The therapeutic landscape for cardiac amyloidosis is rapidly evolving. In the last decade, our focus has shifted from dealing with the inevitable complications of continued extracellular infiltration of amyloid fibrils to earlier identification of these patients with prompt initiation of targeted therapy to prevent further deposition. Although much of the focus on novel targeted therapies is within the realm of transthyretin amyloidosis, light chain amyloidosis has benefited due to an overlap particularly in the final common pathway of fibrillogenesis and extraction of amyloid fibrils from the heart. Here, we review the targeted therapeutics for transthyretin and light chain amyloidosis. For transthyretin amyloidosis, the list of current and future therapeutics continues to evolve; and therefore, it is crucial to become familiar with the underlying mechanistic pathways of the disease. Although targeted therapeutic choices in AL amyloidosis are largely driven by the hematology team, the cardiac adverse effect profiles of these therapies, particularly in those with advanced amyloidosis, provide an opportunity for early recognition to prevent decompensation and can help inform recommendations regarding therapy changes when required.

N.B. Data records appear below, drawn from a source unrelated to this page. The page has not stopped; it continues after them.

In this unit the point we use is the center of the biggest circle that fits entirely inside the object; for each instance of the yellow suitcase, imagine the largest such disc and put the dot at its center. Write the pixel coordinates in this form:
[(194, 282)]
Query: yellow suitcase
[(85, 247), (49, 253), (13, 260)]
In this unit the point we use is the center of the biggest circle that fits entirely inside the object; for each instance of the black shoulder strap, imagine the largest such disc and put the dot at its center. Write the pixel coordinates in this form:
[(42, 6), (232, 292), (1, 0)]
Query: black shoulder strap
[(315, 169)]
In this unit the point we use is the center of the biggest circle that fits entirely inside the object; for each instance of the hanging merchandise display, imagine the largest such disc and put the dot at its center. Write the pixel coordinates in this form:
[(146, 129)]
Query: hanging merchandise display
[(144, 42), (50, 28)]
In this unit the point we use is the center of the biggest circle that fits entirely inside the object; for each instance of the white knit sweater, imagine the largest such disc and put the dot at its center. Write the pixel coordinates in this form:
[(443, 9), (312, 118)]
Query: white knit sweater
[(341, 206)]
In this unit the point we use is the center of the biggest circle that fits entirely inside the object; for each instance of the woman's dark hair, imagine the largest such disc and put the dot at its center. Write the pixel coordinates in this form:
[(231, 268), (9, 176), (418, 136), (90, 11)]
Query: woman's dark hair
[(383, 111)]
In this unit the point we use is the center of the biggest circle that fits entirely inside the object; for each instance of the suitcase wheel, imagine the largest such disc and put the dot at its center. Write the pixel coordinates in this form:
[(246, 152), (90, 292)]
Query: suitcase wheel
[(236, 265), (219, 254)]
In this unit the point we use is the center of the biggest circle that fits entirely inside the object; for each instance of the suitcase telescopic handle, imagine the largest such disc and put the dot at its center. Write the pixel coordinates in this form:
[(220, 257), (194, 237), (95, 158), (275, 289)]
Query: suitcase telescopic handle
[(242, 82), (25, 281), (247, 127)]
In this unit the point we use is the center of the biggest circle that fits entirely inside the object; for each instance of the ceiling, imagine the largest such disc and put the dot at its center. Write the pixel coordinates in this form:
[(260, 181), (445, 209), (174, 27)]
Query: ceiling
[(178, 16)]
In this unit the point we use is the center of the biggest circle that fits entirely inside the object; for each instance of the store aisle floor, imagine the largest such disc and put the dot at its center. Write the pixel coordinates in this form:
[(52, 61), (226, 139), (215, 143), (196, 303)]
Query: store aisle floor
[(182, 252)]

心脏淀粉样变性的治疗前景正在迅速发展。在过去十年中，我们的重点已从处理淀粉样原纤维持续细胞外浸润的不可避免的并发症转移到早期识别这些患者并迅速开始靶向治疗以防止进一步沉积。尽管对新型靶向治疗的大部分关注都在转甲状腺素蛋白淀粉样变性领域，但轻链淀粉样变性受益于重叠，特别是在原纤维发生和从心脏提取淀粉样原纤维的最终共同途径中。在这里，我们回顾了转甲状腺素蛋白和轻链淀粉样变性的靶向治疗。对于转甲状腺素蛋白淀粉样变性，当前和未来的治疗方法清单不断发展；因此，熟悉该疾病的潜在机制至关重要。尽管 AL 淀粉样变性的靶向治疗选择主要由血液学团队推动，但这些疗法的心脏不良反应特征，特别是在晚期淀粉样变性患者中，为早期识别以防止失代偿提供了机会，并有助于在需要时提供有关治疗改变的建议.